Title: 5 Ways to Cut Your Workout Time
Do you know the 2 biggest reasons men and women stop exercising?
1) Lack of time
2) Lack of motivation
Let's tackle "Lack of Time" today with 5 ways you can get your
workouts done faster. After all, no one should spend more than 50
minutes in the gym.
Here are 5 ways to cut time from your workouts.
a) Supersets
I use "non-competing" superset. This means, choose two exercises
for different muscle groups - and preferably completely opposite
movements. For example, choose a push and a pull. That way, one
muscle group rests while the other works...and you cut the rest
time you need between sets.
b) Choose a better warm-up strategy
Don't waste 10 minutes walking on the treadmill. Instead, use a
total body circuit of bodyweight exercises as a general warm-up, and
then move directly into specific warm-up sets for your first two
exercises.
c) Pair dumbbell and bodyweight exercises together in your
supersets
This saves you time at home (you don't need to change the dumbbell
weight between exercises) and in the gym (you don't need to fight
for 2 sets of dumbbells).
d) Choose Intervals over slow cardio
The latest research shows more weight loss when people use
intervals, and intervals take half as long to do.

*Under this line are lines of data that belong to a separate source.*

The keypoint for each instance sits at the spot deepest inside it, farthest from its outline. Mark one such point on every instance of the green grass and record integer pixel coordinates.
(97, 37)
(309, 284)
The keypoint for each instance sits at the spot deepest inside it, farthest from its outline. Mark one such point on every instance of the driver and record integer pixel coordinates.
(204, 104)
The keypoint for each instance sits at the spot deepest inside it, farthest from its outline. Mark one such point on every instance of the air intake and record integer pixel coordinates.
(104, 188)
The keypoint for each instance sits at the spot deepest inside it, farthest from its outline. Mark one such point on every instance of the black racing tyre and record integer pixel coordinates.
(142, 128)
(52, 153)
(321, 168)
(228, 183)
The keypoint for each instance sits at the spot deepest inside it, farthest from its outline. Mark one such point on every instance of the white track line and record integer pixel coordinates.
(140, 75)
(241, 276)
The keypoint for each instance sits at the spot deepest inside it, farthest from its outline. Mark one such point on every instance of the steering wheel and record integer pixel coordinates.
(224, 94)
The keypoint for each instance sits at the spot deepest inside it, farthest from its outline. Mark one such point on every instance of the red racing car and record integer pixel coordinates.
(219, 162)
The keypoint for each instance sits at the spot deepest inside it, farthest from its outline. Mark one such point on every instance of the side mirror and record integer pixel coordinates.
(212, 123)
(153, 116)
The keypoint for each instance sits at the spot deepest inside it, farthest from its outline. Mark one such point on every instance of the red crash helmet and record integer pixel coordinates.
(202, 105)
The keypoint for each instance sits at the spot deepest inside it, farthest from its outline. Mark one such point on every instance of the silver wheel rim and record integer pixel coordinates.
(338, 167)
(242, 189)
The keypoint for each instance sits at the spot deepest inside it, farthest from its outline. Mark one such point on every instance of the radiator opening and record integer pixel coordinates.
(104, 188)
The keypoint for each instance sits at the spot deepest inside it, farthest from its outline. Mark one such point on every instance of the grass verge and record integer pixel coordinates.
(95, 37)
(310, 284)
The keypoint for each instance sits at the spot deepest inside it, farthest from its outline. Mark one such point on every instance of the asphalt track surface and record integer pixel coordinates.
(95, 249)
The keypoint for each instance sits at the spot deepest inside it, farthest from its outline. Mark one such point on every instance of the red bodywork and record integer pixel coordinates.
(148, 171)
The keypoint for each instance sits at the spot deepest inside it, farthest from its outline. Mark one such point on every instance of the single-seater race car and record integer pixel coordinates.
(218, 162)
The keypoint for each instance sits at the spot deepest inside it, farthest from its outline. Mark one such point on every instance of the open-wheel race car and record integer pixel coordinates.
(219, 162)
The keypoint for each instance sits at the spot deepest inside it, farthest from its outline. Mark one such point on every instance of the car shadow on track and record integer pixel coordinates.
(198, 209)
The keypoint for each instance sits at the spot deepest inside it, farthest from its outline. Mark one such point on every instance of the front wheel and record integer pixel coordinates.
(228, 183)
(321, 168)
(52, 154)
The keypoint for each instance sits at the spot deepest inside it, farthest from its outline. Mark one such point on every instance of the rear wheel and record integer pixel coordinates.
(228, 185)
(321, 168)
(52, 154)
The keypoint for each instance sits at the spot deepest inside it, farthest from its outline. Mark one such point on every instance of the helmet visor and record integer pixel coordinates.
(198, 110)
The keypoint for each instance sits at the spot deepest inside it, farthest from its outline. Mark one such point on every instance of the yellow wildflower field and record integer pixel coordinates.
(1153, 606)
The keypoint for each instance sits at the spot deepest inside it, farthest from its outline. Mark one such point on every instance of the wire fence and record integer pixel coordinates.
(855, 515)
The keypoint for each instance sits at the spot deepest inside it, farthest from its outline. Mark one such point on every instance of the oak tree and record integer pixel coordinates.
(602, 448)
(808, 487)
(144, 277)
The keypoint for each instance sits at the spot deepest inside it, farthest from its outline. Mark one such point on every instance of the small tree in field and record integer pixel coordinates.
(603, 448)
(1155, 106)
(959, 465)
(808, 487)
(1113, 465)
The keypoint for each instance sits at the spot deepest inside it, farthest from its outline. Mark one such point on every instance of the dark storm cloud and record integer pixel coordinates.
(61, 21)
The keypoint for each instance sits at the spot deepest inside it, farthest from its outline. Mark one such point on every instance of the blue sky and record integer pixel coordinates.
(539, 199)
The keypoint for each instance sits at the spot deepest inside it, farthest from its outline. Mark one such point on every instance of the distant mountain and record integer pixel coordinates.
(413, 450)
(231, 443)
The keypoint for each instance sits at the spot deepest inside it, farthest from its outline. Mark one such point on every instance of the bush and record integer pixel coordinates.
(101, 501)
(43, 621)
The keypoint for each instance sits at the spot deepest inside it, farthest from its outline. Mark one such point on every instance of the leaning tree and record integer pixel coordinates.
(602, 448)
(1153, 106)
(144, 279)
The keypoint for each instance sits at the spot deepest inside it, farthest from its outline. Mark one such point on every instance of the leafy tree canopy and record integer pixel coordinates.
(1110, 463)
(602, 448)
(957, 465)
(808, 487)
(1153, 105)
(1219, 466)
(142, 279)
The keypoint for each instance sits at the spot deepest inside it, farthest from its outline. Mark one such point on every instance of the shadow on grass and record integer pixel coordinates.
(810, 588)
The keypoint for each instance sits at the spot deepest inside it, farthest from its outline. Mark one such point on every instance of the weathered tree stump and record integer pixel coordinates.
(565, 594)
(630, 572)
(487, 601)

e) Limit the use of isolation exercises
Pick multi-muscle exercises, such as squats, pulls, pushes, and
rows. If you have time, you can squeeze in some dropsets for arms
and shoulders if you want. However, if you only have 3 sessions of
45 minutes per week, isolation exercises must be the first to go.
In addition, don't spend more than 10 minutes per week on direct ab
training. It's not efficient and won't give you rock hard abs
alone.
Get your very own copy of Turbulence Training & the Nutrition Guide here:
=> http://www.turbulencetraining.com/
Workout less, live life more,
Craig Ballantyne, CTT
Certified Turbulence Trainer
Creator of Turbulence Training
PS - Don't know where to start?
If you are a beginner, start by reading Dr. Mohr's nutrition
guidelines...eating properly will be the biggest factor in your
early success.
Beginners should also start with the Introductory TT workouts to
prepare their muscles for the upcoming intense training.
For others, it's best to start with the Intermediate Level TT
workouts. If those aren't enough of a challenge, you can move onto
the Original TT workout and follow the 16-week advanced program
right through.
If at any time you need a break, try the TT Bodyweight 4-week plan.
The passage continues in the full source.